Friday, 11 November 2011

Article > Experts impressed with MS spasticity drug Sativex

Experts impressed with MS spasticity drug Sativex

World News | October 24, 2011


Sue Lyon

Experts impressed with MS spasticity drug Sativex

There is now conclusive and reassuring evidence of the cannnabis-based treatment Sativex’s tolerability and effectiveness in reducing spasticity and related symptoms in multiple sclerosis, according to studies reported at the ECTRIMS/ACTRIMS meeting in Amsterdam.

This positive news comes at the end of a year in which Spain, Germany, the Czech Republic and Denmark joined the UK in giving the nod to Sativex (delta-9-tetrahydrocannabinol and cannabidiol). The treatment was developed by GW Pharmaceuticals and it is marketed in Europe outside the UK by Almirall; Bayer sells Sativex in the UK, while Novartis has been signed up as a partner for Australia and New Zealand, Asia (excluding Japan, China and Hong Kong), the Middle East (excluding Israel/Palestine) and Africa.

Despite the excitement about developments in disease-modifying therapy that were announced at the Amsterdam meeting, symptomatic treatment also continues to be essential for people with MS. Patients experience a variety of distressing symptoms, but spasticity is one of the most common, affecting up to two-thirds of patients in a recent Spanish study. Spasticity not only has serious effects on MS patients’ quality of life, it is also expensive, costing some 15,000 euros per patient per year.

According to Professor Derek Wade, Oxford, UK: “The basic message is that Sativex has probably been more thoroughly studied that any, or indeed all, the other drug treatments for spasticity in people with MS.” He explained that Sativex’s indication in MS spasticity follows a clinical programme involving more than 1,500 patients, who participated in 15 Phase III randomised controlled trials.
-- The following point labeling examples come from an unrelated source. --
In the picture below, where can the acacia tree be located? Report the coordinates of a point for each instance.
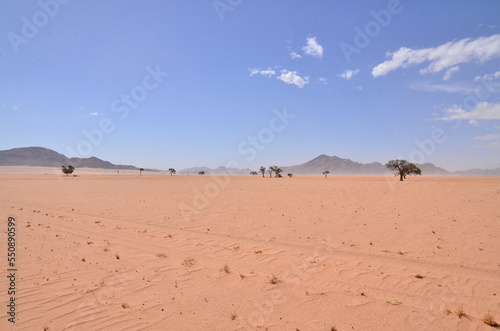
(67, 170)
(270, 170)
(262, 170)
(277, 171)
(403, 168)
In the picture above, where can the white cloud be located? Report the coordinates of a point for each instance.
(450, 72)
(268, 72)
(291, 77)
(348, 74)
(313, 48)
(482, 111)
(490, 77)
(441, 57)
(442, 88)
(487, 137)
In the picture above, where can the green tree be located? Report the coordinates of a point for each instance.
(403, 168)
(68, 170)
(277, 171)
(262, 170)
(271, 170)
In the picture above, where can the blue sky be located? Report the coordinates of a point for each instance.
(162, 84)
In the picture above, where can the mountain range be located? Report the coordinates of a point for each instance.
(43, 157)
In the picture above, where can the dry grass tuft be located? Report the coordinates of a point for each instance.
(274, 279)
(489, 319)
(188, 262)
(225, 268)
(460, 312)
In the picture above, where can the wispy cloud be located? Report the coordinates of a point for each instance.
(490, 77)
(295, 55)
(449, 72)
(442, 88)
(267, 72)
(482, 111)
(291, 77)
(443, 56)
(348, 74)
(312, 48)
(488, 137)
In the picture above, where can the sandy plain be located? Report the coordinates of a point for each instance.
(116, 252)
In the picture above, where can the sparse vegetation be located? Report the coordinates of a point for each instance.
(274, 279)
(460, 312)
(263, 171)
(68, 170)
(403, 168)
(188, 262)
(225, 268)
(489, 319)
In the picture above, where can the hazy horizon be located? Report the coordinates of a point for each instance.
(182, 84)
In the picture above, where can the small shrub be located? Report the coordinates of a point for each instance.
(274, 279)
(489, 319)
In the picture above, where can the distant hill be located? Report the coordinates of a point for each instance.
(335, 165)
(44, 157)
(339, 166)
(216, 171)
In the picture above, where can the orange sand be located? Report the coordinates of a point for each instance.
(110, 252)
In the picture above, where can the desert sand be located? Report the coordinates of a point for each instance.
(161, 252)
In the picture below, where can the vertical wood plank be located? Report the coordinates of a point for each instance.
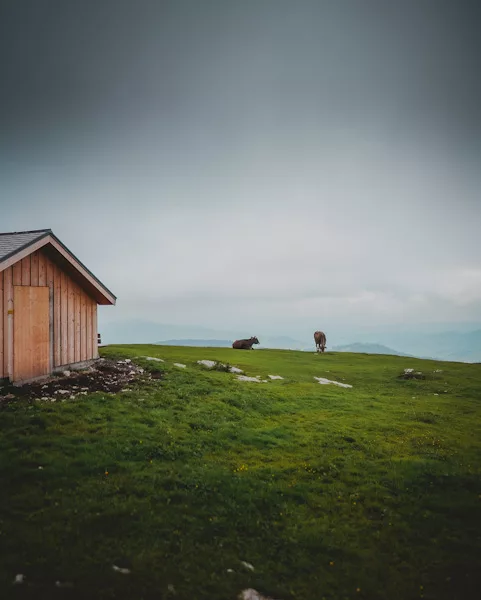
(88, 328)
(49, 277)
(57, 301)
(8, 321)
(17, 273)
(34, 269)
(71, 321)
(26, 270)
(83, 327)
(42, 268)
(2, 339)
(64, 317)
(31, 326)
(78, 329)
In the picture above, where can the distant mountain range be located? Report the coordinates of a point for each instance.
(369, 349)
(463, 346)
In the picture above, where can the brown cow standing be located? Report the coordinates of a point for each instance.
(320, 339)
(245, 344)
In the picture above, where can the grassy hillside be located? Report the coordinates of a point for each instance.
(370, 492)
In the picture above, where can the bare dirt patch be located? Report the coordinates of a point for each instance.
(103, 376)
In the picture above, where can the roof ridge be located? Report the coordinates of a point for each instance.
(31, 231)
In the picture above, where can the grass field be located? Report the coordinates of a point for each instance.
(372, 492)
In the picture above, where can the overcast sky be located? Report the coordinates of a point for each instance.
(251, 164)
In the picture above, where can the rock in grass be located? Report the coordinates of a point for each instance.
(122, 570)
(251, 594)
(210, 364)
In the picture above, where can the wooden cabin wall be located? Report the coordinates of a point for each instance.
(73, 313)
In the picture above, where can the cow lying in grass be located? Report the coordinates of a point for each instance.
(245, 344)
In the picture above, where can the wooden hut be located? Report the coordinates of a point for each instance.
(48, 307)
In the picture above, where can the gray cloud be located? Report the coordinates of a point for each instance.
(252, 164)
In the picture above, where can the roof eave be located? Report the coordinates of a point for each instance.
(105, 296)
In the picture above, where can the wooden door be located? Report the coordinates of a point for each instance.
(31, 343)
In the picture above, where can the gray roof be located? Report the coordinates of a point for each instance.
(11, 243)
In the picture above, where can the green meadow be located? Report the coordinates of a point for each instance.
(370, 492)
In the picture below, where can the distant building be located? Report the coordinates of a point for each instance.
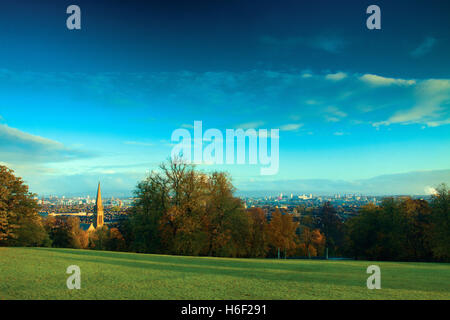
(98, 212)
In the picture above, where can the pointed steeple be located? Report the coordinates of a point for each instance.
(98, 209)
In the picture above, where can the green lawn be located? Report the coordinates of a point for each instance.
(40, 273)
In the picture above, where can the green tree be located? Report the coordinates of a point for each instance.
(20, 223)
(440, 232)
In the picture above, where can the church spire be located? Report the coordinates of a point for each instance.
(99, 209)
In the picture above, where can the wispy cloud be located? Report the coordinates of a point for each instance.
(21, 147)
(330, 44)
(431, 109)
(336, 76)
(425, 47)
(376, 80)
(139, 143)
(291, 127)
(250, 125)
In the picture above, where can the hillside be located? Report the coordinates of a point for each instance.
(40, 273)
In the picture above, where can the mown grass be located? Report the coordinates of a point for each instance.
(40, 273)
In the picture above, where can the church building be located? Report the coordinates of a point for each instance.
(98, 212)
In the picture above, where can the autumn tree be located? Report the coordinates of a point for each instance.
(20, 224)
(440, 232)
(258, 239)
(180, 210)
(65, 232)
(330, 225)
(312, 241)
(282, 232)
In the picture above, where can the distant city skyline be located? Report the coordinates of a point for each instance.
(359, 111)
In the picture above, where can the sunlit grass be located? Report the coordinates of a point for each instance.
(40, 273)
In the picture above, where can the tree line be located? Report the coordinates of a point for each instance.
(180, 210)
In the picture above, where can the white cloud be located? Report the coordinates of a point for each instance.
(336, 76)
(21, 147)
(139, 143)
(291, 127)
(424, 48)
(432, 107)
(250, 125)
(376, 80)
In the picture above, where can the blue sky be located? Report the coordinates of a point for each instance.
(358, 110)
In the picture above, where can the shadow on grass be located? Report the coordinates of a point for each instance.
(209, 267)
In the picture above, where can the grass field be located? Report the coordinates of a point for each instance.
(40, 273)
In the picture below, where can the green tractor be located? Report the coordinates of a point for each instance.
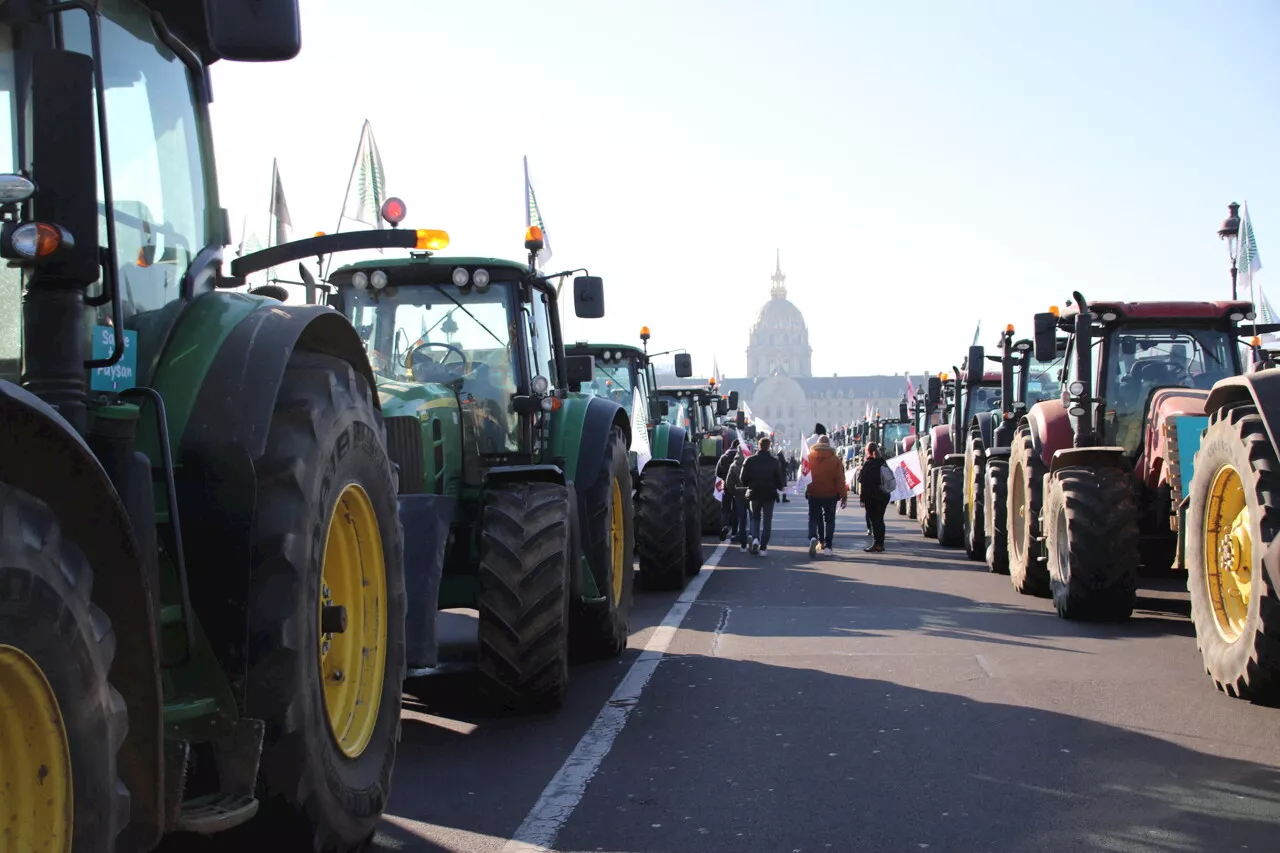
(664, 468)
(201, 591)
(516, 486)
(702, 409)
It is sprayed into the mouth, and patients can use up to a maximum of 12 sprays a day. Since not all patients respond to Sativex, the indication specifies that it should be used only if spasticity-related symptoms improve significantly during an initial trial of the therapy. Further European approvals for Sativex in MS spasticity are expected by the end of 2012 and in the USA, in partnership with Otsuka Pharmaceuticals, GW Pharma has begun a Phase III programme for Sativex in the treatment of pain in patients with advanced cancer, but a future indication in MS spasticity seems likely.

Speaking in Amsterdam, Stephen Wright, R&D director at GW Pharma, said: “We certainly aim to have discussions to open an investigation programme in the USA in spasticity due to MS. This will follow on from the initial US cancer pain indication.”

Sativex is only the latest of many plant-based medicines to enter the clinic. But the agent has had to overcome special hurdles to gain approval. Cannabis is a controlled drug, and there have been worries about possible abuse and psychiatric side effects in patients treated with Sativex.

Side effects transient

Prof Wade was probably the first neurologist to use Sativex in patients. His clinical experience over more than a decade reflects findings in clinical trials and safety studies, where the most common side effects were dizziness, fatigue and sleepiness. He said: “Most side effects are mild to moderate and very transient. Rates of disorientation and reduced concentration are fairly low at 4%-8%, which is probably not that much different from other [anti-spasticity] drugs such as baclofen. In our experience, we have never seen any patient with what might be considered a psychiatric side effect.”

Prof Wade noted that Sativex’s greater tolerability compared to herbal cannabis is probably explained by the much lower peak blood levels of tetrahydrocannabinol and slower onset of effect seen with the agent. “You should not generalise side effects seen in recreational users to patients who use Sativex medically,” he said.

Other reassuring evidence comes from a recently-published placebo-controlled study of MS patients randomised to sudden withdrawal of Sativex after a mean of 3.6 years treatment. There was no evidence of withdrawal syndrome or physiological dependence in these patients, most of whom needed to restart treatment because their symptoms recurred.

Prof Wade concluded: “Sativex is not a panacea or miracle cure, but it has advantages in its beneficial effects not only on spasticity, but also pain and sleep. There are no specific risks to be concerned about, and Sativex must have a role in managing spasticity in people with MS after the failure of other available oral medications.”